Wumbor soll 500 Läufer locken

Rödermark Vorbereitungen für den großen Stadtlauf beginnen

Beim ersten Wumbor-Lauf, im Jahr 2007, starteten 89 Läufer. In diesem Jahr hoffen die Organisatoren bei der 6. Veranstaltung am Sonntag, 22. April, auf mehr als 500 Teilnehmer. „Wir sind stolz, was daraus geworden ist“, sagt Siegfried Kupczok vom MTV Urberach. Er organisiert zusammen mit der Stadt sowie Hans Röhrig von der TS Ober-Roden und Alfred Daum von der Laufgruppe Run4fun Rödermark den Lauf rund um das Badehaus durch alle Stadtteile.
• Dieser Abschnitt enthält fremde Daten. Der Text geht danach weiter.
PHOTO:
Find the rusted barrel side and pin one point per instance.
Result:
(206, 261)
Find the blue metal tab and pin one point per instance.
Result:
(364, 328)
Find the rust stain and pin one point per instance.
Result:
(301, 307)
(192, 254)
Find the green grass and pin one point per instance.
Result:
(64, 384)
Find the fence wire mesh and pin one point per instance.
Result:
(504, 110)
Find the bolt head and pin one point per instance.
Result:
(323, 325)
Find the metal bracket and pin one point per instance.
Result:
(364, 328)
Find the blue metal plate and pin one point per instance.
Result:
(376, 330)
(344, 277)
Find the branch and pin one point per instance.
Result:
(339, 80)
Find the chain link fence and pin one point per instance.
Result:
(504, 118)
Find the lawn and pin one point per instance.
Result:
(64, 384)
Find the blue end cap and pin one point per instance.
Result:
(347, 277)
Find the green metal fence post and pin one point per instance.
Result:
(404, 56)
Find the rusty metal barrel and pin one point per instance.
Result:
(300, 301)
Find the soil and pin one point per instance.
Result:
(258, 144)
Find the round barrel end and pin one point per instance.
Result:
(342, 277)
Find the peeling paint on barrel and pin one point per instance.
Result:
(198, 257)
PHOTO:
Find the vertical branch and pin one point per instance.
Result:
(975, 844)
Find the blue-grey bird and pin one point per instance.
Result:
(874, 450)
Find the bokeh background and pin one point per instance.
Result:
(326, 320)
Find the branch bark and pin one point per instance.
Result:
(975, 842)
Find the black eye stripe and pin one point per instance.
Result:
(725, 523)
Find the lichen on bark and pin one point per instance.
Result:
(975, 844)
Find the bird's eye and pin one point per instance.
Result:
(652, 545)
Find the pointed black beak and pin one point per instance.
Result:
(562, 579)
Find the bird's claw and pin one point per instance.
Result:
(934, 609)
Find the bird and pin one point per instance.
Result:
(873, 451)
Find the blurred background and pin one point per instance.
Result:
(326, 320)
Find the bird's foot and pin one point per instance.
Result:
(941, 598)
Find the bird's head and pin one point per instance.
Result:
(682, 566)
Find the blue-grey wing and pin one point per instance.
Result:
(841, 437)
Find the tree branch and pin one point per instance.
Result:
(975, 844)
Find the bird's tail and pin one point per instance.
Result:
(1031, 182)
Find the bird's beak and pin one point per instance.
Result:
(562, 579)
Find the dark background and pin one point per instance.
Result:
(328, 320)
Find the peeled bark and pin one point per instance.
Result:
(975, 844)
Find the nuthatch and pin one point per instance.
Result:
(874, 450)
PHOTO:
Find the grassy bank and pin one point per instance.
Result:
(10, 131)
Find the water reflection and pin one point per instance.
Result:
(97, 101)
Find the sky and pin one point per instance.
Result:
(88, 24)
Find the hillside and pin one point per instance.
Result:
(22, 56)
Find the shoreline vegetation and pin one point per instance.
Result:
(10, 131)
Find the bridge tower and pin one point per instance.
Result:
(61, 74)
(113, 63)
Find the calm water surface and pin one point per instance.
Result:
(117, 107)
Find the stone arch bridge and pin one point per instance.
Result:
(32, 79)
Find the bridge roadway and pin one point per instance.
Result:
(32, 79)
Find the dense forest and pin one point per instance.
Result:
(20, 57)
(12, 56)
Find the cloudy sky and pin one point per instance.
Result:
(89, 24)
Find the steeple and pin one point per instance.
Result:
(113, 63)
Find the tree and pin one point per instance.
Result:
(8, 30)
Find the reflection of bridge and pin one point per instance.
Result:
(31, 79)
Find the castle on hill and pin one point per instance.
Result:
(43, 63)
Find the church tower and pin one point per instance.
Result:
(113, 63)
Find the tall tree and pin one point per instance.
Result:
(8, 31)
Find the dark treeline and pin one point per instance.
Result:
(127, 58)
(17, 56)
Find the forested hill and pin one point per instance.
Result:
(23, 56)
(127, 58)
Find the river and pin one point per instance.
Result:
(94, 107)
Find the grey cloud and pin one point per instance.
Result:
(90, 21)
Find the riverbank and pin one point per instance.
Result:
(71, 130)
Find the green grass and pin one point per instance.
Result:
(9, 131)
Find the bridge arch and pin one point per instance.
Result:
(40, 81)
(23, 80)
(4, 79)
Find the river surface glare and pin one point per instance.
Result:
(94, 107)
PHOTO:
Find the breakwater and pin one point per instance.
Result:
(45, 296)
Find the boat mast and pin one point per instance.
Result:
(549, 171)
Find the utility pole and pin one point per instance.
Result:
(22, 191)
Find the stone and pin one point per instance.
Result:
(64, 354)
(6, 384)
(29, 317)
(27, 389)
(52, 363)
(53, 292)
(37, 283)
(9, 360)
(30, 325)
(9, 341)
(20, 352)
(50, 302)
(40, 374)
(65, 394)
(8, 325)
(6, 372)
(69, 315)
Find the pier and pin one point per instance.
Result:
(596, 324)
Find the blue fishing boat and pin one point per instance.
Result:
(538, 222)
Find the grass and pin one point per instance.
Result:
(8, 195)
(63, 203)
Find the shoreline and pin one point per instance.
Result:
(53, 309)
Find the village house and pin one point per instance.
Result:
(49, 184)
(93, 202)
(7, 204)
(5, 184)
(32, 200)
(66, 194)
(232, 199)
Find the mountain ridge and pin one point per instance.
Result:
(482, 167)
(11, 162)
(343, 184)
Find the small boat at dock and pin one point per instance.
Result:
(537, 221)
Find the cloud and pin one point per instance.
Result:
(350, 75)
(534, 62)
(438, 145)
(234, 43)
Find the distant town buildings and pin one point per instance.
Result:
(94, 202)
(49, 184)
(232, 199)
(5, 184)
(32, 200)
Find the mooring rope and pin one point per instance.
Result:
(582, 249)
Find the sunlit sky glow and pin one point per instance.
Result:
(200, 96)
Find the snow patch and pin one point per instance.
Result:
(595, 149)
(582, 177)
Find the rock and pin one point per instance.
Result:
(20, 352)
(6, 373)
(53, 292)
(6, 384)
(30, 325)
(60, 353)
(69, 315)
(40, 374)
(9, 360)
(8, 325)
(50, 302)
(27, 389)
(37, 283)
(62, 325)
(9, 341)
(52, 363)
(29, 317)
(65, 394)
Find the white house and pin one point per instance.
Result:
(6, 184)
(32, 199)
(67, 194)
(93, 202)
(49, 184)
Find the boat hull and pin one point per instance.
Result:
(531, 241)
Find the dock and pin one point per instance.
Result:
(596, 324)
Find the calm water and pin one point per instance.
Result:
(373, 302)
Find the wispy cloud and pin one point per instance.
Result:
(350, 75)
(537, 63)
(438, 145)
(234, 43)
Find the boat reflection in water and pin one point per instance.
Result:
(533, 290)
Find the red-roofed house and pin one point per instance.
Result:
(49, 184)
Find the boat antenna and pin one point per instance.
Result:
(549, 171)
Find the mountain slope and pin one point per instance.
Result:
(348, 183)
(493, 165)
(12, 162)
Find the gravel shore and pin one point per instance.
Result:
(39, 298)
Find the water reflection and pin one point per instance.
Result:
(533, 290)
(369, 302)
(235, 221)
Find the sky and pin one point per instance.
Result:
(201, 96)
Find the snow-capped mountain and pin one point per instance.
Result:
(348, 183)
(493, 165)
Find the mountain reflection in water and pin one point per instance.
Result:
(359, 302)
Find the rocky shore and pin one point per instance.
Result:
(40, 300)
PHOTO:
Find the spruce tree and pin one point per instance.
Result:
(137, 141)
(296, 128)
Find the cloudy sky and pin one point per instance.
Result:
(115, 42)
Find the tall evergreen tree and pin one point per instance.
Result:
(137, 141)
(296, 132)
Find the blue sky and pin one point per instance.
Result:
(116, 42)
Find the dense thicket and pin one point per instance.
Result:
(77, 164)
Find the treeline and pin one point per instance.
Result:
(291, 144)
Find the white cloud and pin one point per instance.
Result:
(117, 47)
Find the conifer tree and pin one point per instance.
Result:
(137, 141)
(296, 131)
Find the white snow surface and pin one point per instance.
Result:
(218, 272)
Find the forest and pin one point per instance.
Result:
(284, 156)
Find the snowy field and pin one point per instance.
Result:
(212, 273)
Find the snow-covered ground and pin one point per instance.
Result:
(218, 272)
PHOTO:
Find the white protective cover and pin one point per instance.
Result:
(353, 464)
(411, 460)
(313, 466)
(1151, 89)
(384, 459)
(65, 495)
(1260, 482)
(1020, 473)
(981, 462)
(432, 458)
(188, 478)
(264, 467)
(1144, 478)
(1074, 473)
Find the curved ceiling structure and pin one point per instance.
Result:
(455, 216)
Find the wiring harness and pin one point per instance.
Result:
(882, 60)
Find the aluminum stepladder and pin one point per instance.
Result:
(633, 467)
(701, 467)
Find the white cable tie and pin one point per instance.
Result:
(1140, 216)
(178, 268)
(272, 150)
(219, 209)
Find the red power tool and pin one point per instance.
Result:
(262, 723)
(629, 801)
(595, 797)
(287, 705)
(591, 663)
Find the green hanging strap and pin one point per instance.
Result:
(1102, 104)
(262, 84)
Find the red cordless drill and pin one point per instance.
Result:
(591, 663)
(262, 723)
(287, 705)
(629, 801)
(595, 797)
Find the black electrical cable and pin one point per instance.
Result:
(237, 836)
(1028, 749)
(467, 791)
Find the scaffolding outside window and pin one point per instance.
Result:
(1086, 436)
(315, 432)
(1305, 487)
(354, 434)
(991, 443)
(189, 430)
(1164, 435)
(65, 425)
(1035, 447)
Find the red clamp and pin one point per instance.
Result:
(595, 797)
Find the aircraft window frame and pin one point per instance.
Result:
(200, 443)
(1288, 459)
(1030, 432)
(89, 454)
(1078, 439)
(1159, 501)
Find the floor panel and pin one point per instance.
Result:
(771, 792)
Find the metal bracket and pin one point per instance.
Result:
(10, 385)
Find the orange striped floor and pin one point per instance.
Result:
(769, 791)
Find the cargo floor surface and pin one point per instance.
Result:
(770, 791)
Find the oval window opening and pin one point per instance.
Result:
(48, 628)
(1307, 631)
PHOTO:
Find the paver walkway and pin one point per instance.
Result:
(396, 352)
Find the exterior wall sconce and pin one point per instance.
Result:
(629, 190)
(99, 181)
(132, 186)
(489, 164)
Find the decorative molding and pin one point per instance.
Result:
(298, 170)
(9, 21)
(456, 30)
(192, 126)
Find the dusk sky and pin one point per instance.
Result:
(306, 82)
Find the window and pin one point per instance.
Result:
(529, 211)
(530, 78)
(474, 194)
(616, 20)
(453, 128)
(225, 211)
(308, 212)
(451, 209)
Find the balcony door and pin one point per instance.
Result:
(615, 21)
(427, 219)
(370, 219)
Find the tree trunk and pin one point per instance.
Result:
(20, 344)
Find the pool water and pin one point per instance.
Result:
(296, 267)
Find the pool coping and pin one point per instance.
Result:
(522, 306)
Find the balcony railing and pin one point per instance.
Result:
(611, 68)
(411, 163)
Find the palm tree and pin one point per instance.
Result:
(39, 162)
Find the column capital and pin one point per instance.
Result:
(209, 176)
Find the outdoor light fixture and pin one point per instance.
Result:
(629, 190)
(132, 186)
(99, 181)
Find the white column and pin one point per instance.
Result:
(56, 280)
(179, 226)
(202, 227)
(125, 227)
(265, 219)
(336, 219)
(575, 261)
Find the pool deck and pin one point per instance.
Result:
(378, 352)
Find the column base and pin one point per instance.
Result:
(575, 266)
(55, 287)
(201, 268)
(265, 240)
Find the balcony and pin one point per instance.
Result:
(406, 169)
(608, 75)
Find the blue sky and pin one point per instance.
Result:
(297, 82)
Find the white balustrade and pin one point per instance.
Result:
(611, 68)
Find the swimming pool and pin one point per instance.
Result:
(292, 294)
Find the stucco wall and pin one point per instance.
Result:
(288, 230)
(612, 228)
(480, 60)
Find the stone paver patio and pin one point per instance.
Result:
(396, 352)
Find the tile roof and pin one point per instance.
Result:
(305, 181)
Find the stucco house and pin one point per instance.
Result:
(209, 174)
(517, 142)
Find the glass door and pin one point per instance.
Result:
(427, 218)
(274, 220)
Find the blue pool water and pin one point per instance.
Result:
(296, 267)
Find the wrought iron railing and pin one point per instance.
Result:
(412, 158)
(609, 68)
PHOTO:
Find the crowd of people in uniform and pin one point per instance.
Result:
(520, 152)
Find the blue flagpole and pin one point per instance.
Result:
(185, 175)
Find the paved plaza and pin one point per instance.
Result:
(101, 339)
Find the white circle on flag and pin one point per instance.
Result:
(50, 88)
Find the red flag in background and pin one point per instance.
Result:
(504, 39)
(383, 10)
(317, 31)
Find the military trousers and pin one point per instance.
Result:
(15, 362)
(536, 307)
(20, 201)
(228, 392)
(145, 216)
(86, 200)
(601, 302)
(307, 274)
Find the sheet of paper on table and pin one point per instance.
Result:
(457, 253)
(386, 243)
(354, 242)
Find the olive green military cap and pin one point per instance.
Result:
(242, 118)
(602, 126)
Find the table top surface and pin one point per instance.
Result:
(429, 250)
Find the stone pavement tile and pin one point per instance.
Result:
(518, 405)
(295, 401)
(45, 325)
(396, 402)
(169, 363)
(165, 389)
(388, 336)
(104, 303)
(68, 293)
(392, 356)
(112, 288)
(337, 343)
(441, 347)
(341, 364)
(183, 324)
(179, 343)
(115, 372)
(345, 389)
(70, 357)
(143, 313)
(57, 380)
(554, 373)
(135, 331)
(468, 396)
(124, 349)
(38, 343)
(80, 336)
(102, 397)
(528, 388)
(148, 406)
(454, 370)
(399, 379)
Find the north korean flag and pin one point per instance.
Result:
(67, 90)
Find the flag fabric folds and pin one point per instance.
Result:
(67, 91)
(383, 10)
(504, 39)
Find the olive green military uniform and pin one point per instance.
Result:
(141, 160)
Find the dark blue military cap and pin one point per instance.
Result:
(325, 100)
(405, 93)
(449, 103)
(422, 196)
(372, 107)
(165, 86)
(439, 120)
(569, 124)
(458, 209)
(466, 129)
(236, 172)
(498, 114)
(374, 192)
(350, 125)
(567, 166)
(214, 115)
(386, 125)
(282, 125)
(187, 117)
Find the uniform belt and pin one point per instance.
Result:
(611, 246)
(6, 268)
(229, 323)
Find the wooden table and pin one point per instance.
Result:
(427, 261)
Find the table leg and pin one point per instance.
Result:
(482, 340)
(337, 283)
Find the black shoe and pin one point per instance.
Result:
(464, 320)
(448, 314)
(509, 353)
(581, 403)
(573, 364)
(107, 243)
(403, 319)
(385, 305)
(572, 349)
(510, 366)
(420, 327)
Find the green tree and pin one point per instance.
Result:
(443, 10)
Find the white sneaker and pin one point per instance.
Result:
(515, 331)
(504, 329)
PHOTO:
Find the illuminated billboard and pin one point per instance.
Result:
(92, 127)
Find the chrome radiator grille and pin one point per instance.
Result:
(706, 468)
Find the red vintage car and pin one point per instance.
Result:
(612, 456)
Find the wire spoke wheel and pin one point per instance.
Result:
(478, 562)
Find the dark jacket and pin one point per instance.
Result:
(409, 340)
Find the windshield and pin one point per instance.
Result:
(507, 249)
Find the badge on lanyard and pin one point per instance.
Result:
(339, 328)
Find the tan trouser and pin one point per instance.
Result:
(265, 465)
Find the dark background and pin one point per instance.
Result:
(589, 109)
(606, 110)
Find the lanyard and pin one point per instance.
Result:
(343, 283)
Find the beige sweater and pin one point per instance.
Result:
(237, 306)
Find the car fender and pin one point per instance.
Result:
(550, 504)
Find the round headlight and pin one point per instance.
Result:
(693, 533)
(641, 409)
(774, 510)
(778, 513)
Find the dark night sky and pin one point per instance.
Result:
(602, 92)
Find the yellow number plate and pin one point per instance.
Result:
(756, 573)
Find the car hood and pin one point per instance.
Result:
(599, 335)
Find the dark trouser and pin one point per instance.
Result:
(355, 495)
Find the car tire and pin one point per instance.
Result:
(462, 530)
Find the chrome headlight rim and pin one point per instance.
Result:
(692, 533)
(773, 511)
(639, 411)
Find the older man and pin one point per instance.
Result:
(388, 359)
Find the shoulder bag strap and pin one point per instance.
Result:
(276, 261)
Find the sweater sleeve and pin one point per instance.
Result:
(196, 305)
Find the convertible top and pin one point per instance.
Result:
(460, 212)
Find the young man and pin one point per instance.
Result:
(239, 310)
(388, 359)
Über die Jahre ist die, in der regionalen Laufszene mittlerweile fest etablierte, Veranstaltung kontinuierlich gewachsen. Großen Zulauf hat der Wumbor-Lauf (Abkürzung für die Stadt- und Ortsteile Waldacker, Urberach, Messenhausen, Bulau, Ober-Roden und Rödermark selbst) nochmals durch die Hinzunahme des Halbmarathons im vergangenen Jahr gewonnen. Die Strecken von 21, 1 und zehn Kilometern sind nach DLV-Richtlinien vermessen und als offizieller Volkslauf genehmigt.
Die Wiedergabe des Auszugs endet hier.